When Mrs. Tartt got the contract, she emphasized that her repair and enhancement could be undone if better conservation techniques came along.

She undertook a 14-step process to restore "John."

First, she carefully cleaned the painting. With a small scalpel, Mrs. Tartt painstakingly removed any dirt, grime or weave irregularities from the back.

Then, she prepared a support for the portrait and relined it. Once Mrs. Tartt finished a complete cleansing, she began "inpainting" – a restoration technique used to retouch.

She added new hanging hardware and put a non-acidic backing board to add support after inpainting.
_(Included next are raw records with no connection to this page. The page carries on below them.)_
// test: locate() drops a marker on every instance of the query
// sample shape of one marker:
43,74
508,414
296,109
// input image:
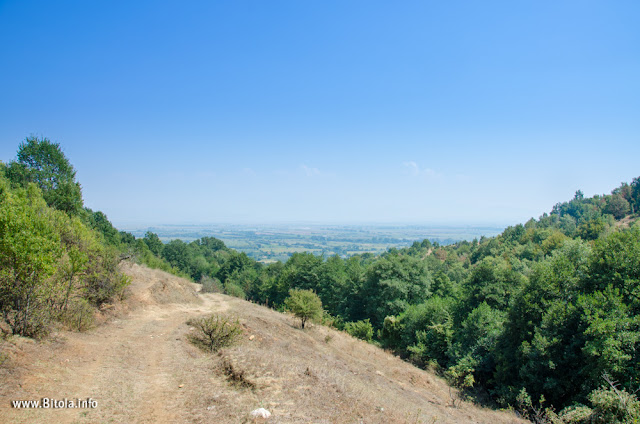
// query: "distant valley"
277,242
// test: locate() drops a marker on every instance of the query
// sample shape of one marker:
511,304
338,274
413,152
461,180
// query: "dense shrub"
361,329
214,332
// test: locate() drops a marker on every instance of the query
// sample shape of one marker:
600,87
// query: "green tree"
392,284
29,253
153,243
42,162
304,304
617,206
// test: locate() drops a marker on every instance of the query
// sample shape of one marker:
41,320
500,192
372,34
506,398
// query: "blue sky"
327,111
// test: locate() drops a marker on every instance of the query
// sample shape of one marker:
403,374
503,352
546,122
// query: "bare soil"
139,368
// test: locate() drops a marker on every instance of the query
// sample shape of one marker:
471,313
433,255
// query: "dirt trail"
130,367
140,368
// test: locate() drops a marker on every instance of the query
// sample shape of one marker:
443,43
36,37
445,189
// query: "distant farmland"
270,243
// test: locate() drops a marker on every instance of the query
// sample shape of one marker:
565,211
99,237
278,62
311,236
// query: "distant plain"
276,242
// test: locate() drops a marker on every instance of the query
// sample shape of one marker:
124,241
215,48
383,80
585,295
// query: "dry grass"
141,368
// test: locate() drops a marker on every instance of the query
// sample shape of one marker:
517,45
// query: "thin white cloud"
309,172
413,169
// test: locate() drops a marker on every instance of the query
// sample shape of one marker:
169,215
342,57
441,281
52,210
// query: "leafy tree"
493,281
177,253
617,206
362,330
153,242
392,284
99,222
476,340
304,304
42,162
29,251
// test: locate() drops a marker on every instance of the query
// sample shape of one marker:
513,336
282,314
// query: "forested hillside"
543,317
54,266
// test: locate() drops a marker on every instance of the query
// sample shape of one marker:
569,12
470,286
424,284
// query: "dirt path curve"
135,368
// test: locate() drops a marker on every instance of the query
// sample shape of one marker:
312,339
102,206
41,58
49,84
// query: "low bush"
214,332
78,315
211,285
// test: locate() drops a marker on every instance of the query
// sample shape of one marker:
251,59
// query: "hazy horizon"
327,112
Her objective remained clear: To preserve the portrait and the intent of Mr. Washington's strokes.

"It's like choreography, because you plan every single move out in your head," she said. "You always know exactly what you're doing.
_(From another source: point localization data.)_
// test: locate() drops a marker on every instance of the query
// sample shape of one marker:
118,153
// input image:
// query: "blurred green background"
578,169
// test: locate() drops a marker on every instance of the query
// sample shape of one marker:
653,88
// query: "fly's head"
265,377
"There are no shortcuts; every step has to be perfect. If it's not, your next step will be off."

When movers from Bonsai Fine Arts in Glen Burnie, Md., encountered problems resetting the painting Tuesday, Mrs. Tartt couldn't watch.

After the removal of a piece of molding from the wall, the former chief justice returned to his rightful place.

Sheriff's Deputy John Joerger has worked in the courthouse for a year and has the seen portrait's impact on the courtroom.

"He's definitely the focal point of the courthouse," said Deputy Joerger, 24. "People who come in the court sometimes stare at the painting instead of paying attention to what's going on."

For 75 days, Marshall's absence remained a hot topic.

"It felt awkward," Fauquier County General District Court Judge Gregory Ashwell said. "I've been in this courtroom since 1982 (as a prosecutor and judge), and to walk in and see that blank, it was odd to not see the icon of this courthouse here for the first time.

"It felt like a missing body part."

While the movers attempted to hang the portrait, Mrs. Tartt remarked about the other 20 portraits in the courtroom.

Some hang crooked. Others need restoration.

"Sometimes, people don't notice art unless they're looking at it," she said.

Now, it's hard not to notice Mr. Washington's original work.

"I think it looks great," Judge Ashwell said. "The detail it has, I never realized before. It's extraordinary."

Mrs. Tartt wanted to complete the restoration by Independence Day.

She finished two days before July 4.

The famous jurist, born just east of what today's Midland in 1755, will hang in the courtroom as the country celebrates its 237th birthday.

As an architect of our judicial system, Mr. Marshall's location seems perfect.

"He's going back to work," Mrs. Tartt said. "He's going back to court."